Paladar

Fuller’s India Pale Ale: o caminho das Índias

16 maio 2009 | 22:40 por Roberto Fonseca

Ficha Fuller's IPA

Em primeiro lugar, gostaria de me desculpar pelo novelesco título do post. Fui vitimado pela falta de melhores ideias e pelo televisor que, para meu desgosto (e alegria de algumas repórteres da cercania), fica ligado no notório folhetim noturno homônimo. Haveria alguma relação entre a falta de ideias e o televisor ligado? Pior: além do gosto duvidoso dos dilemas existenciais dos personagens, ninguém lá toma uma india pale ale para afogar as mágoas (hehehehehe).
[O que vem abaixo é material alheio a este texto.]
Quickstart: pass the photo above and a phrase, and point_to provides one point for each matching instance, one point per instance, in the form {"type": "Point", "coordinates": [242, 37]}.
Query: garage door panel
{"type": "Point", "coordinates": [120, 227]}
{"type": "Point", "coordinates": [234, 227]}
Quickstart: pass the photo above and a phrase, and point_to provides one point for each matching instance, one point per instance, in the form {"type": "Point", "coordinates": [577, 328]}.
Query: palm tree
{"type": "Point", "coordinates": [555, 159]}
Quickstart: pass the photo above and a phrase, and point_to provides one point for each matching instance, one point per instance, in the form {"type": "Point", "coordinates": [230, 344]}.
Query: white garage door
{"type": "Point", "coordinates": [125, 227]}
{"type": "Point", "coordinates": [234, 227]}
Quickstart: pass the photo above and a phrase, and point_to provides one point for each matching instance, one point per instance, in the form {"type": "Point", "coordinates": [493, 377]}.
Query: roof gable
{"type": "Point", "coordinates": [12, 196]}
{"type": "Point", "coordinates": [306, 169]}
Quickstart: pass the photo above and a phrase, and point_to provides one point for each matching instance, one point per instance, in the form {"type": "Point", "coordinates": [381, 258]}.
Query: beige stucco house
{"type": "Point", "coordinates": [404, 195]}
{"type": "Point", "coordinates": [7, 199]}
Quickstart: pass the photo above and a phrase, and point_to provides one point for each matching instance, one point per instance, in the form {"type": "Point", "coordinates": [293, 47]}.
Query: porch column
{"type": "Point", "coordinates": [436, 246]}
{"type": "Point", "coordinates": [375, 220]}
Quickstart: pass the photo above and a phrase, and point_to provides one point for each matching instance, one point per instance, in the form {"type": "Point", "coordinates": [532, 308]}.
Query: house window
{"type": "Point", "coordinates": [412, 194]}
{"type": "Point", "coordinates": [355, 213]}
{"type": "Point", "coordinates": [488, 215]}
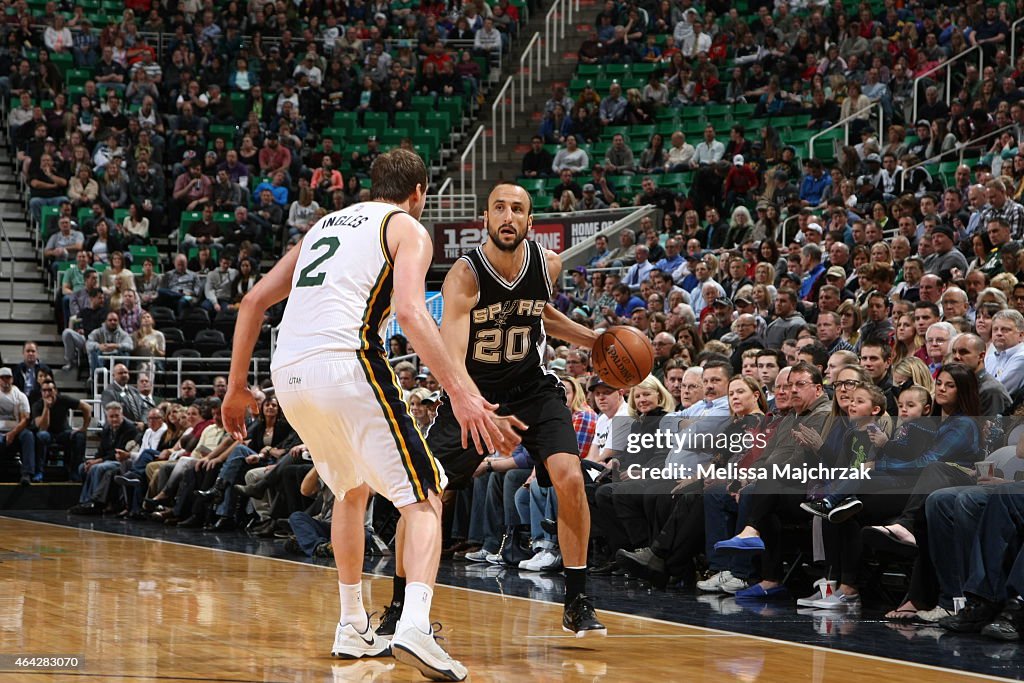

Explico: a história da India Pale Ale, ou apenas IPA, está vinculada ao período de colonização inglesa na Índia. O estilo ganhou nome e fama porque, como variante com mais lúpulo (e mais alcoólica) das pale ales regulares, resistia melhor à viagem entre os dois países. O lúpulo tem propriedades conservantes na cerveja. Ainda nas histórias do estilo, reza a lenda que apenas os oficiais tomavam a IPA “in natura”; aos soldados, era servida uma versão “batizada” da cerveja, diluída em água. Mas é claro que histórias assim passam longe dos dramas de Bahuan, Maya e cia. indiana.

Ficou com água na boca?

Em uma viagem igualmente longa mas bem menos turbulenta (se descontado o acidentado trajeto da pobre cerveja por portos, galpões da receita e pontos de venda), a IPA da Fuller’s chega ao Brasil. A cervejaria inglesa, fica em Chiswick, região de Londres, ocupa um local que produz cerveja há mais de 350 anos. A empresa Fuller’s, Smith & Turner, porém, foi criada em 1845 (ano que, aliás, dá nome a uma das cervejas da marca). Representam a cervejaria no Brasil seis variedades da Fuller’s: London Porter, ESB, 1845, Golden Pride, London Pride e Honey Dew. As quatro primeiras são realmente muito boas, e a Honey Dew, uma ale que leva mel na receita, um pouco abaixo.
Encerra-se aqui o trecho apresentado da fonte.